The image blit tests work well with JPGs, but I haven't had luck with transparent PNGs (that would be the bee's knees if it worked with transparent images!)
To reproduce the image I created, paste the contents of "jolly.txt" into the terminal window -- and be patient. It's not very fast. You could probably speed it up if you crank the serial port of the TV to 115200 from the same menu you used to put it in "event" or "debug" mode to begin with.
Advanced OSD display over serial:
Using the lrz utility (see "sending binaries" section) on a USB stick, I have a shell script that does the following:
1) Resize image to target size (the smaller the image, the faster it transfers)
2) Transfer image to /tmp folder of TV
3) Use debug menu to blit image to the lower-right corner of the TV.

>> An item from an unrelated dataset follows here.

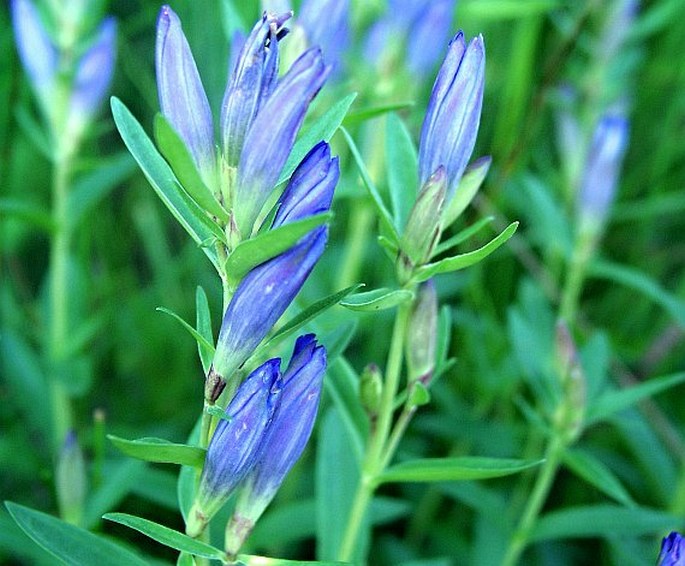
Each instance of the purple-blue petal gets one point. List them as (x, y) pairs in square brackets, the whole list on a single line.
[(261, 298), (95, 69), (36, 50), (272, 135), (311, 186), (252, 81), (182, 97)]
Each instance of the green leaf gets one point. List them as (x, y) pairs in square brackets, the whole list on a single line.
[(615, 401), (505, 9), (176, 153), (322, 129), (467, 189), (269, 244), (201, 340), (342, 384), (27, 212), (68, 543), (454, 469), (603, 520), (312, 311), (593, 471), (160, 450), (465, 260), (90, 189), (161, 177), (402, 165), (250, 560), (384, 215), (166, 536), (462, 236), (377, 300), (359, 116), (641, 282), (203, 321)]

Some improvements are needed, but here's something that kind of works:
#!/bin/bash
port=/dev/ttyUSB1
stty -F $port ispeed 115200 ospeed 115200 -echo
image=/tmp/a.jpg
targetWidth=100
targetHeight=100
#imagefile=${image##*/}
#info=$(convert $image info:)
#width=$(echo $info | awk '{split($3,size,"x");printf size[1];}')

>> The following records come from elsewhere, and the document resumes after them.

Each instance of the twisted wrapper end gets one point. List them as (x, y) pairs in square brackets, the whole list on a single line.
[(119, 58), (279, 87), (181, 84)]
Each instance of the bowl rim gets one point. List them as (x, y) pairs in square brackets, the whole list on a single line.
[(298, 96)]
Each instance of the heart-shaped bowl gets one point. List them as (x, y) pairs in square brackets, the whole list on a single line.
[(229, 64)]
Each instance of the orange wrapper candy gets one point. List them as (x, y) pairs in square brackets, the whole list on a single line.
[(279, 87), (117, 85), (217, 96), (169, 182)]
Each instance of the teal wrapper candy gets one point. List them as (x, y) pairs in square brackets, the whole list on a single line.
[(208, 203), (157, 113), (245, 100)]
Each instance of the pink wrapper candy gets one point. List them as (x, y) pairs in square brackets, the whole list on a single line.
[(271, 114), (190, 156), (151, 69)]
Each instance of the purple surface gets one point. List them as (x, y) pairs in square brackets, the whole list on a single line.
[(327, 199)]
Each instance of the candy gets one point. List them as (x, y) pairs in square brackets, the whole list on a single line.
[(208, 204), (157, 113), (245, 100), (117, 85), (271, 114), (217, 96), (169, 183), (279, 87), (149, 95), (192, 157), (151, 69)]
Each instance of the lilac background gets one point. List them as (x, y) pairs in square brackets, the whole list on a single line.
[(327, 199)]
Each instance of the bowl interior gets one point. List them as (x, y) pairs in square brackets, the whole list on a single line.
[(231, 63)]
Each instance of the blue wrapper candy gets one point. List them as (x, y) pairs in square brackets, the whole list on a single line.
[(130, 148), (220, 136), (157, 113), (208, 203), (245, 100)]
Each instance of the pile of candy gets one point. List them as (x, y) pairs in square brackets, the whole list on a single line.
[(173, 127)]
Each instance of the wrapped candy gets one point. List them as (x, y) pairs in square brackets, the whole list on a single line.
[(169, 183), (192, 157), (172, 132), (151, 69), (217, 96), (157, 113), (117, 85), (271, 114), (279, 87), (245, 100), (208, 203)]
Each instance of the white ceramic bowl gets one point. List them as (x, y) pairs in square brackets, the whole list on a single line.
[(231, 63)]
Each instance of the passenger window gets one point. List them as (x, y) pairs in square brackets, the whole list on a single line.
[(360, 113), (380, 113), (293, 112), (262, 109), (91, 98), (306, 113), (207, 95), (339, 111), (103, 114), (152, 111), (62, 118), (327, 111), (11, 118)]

#height=$(echo $info | awk '{split($3,size,"x");printf size[2];}')
#since we're resizing it doesn't matter what the original dimensions were
width=$targetWidth
height=$targetHeight
convert $1 -resize "$targetWidth"x"$targetHeight" -quality 90 $image
echo >> $port
echo exit >> $port
echo x >> $port
echo >> $port
echo debug >> $port
echo dsh >> $port
sleep 0.5s
#cat > /dev/null << EOL
cat >> $port << EOL
cd /tmp
cp /mnt/usb1/Drive1/lrz.gz .
gunzip lrz.gz
rm a.jpg
EOL
#sleep 1s
sleep 0.2s
echo ./lrz >> $port
sleep 0.2s
sz -b -L 512 $image < $port > $port
sleep 0.5s
#cat >/dev/null << EOL
cat > $port << EOL
exit
EOL
sleep 0.25s
cat > $port << EOL
14
14
0
0
0
1366
768
00000000
0
1e
2
/tmp/a.jpg
$width
$height
1265
667
$targetWidth
$targetHeight
0
0
ff
exit
x
EOL
To use this script, just call the script and pass it the name of the image. You may want to adjust the script to resize the image to something slightly larger (adjust width and height variables to match) as the result turns a little fuzzy. Alternatively you can dabble in image majick's convert options to apply some sharpening to the image. If you're working with fixed sizes, you may just want to omit the convert part altogether, but use the commented-out section to read the width and height to avoid any accidents.